对这宫中的规矩,你理解的倒是有点小巧思啊!
听到洪寅的吐槽,李烁不禁咧嘴一笑。
想到怀中绑着的那些金锭,他神色一动。
“洪公公,您进宫这么多年,知不知道在这后宫之内……有没有什么地方,能买些东西啊?”
面对李烁的打听,洪寅眉头一皱。
“买什么东西?吃的穿的监司里边都管。饿了就去饭堂,衣服鞋帽要是坏了破了就去监司里报备要套新的,你还缺什么东西不成?不会是刚才在慈宁宫,你吓尿了裤子吧?”
“不不不、”
眼看着洪寅低头打量自己的裤子湿没湿,李烁赶紧摆手,道:
“小的并不是缺这些东西,而是想着来了尚善监当了差,等几天不当值时回内官监去拜见一下干爹。总不能空着手回去不是?正巧小的这存了点银票,想要给干爹买点礼物啥的。”
“嗨、你说这个啊。”
李烁没尿裤子,洪寅倒是挺失望似的,站直了身子,很懂行的说道:
“那就得看你有多少钱了、要是你想花个三五十两银子对付一下,每月的十五和月末两天直殿监后身那条胡同里有个内侍和宫女们自发出的小集市,里边卖什么的都有,运气好的话能淘换到各宫里流出来的小玩应。要是想花个几百上千两银子讨你干爹一个欢心的话……你等二更过后去尚宝监找老黄。
他那儿的物件大多都是有头有脸的公公们寄售的,那里边不乏一些价值连城的宝贝。不光是宝贝,只要你有足够的银子,老黄那里能买到的东西,超乎你的想象。只是这样价钱嘛……嘿嘿,还是那句话——你得有‘足够’的银子。嘿、我瞧你这意思,想要去他那儿逛逛?”
说到尚宝监老黄,注意到李烁的眼睛一亮,洪寅忽然嘿嘿一笑,快速问到。
意识到这是洪寅的试探,李烁连忙收了心神,憨笑着摇了摇头。
“洪公公高看小的了,小的只是第一次知道,原来宫里还有这么神奇的地方。可至于去那儿消费……小的暂时还没那么大的实力。不瞒洪公公说,此前干爹收我当干儿子的时候,内官监的几个长随公公随了点份子,一共能有二百多两……眼下距离月末没几天了,我还是等到时候去直殿监胡同瞧瞧,给干爹淘弄点儿能把玩的物件好了。”
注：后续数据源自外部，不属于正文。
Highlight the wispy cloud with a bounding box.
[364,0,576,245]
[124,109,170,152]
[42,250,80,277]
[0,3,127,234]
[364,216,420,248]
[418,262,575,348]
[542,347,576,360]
虽然洪寅目前表现的像是个老好人,可已经在这宫里经历过两次轮回,被弄死过两次的李烁不敢大意。
一入大内深似海,从此良善是路人。
在这种人均带恶人,谁的目的都不单纯的深宫大内,李烁可不敢把自己的底细透露给任何人。
和洪寅又寒暄了几句,李烁便告辞回了尚善监给他安排的耳房。
和内官监那边的条件差不多,耳房也是一张能容得下十几个人睡觉的大通铺。只是李烁所在的这间耳房里住的都是膳房里的伙夫,恰好这个月都是晚值。
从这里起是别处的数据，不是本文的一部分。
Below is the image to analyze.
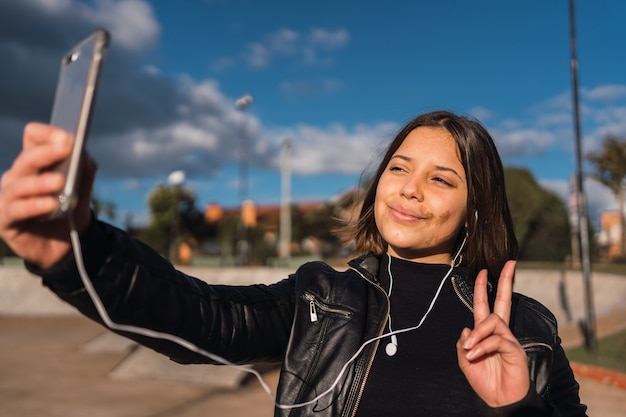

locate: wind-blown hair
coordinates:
[339,111,518,284]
安静清冷的耳房内,李烁默默地将身上绑着的金锭取了下来。放到自己的铺改下压好之后,他拿起了一颗紫清丹,趁着夜深人静塞进了口中。
待到紫清丹的药力发挥,李烁盘膝而坐,调动起了体内的真气。
随着紫清丹的药力渗入丹田,李烁周身八道阴脉在黑夜中在皮肤下隐隐鼓胀起来。
在上一个轮回之中,靠着张进传授的心法以及过量的紫清丹药力催动,李烁的境界已经踏入通脉境。
而九阴绝脉中的八脉都已贯通,如今只差最后一步——贯通第九脉,便可彻底掌控九阴绝脉,将天赋彻底激活。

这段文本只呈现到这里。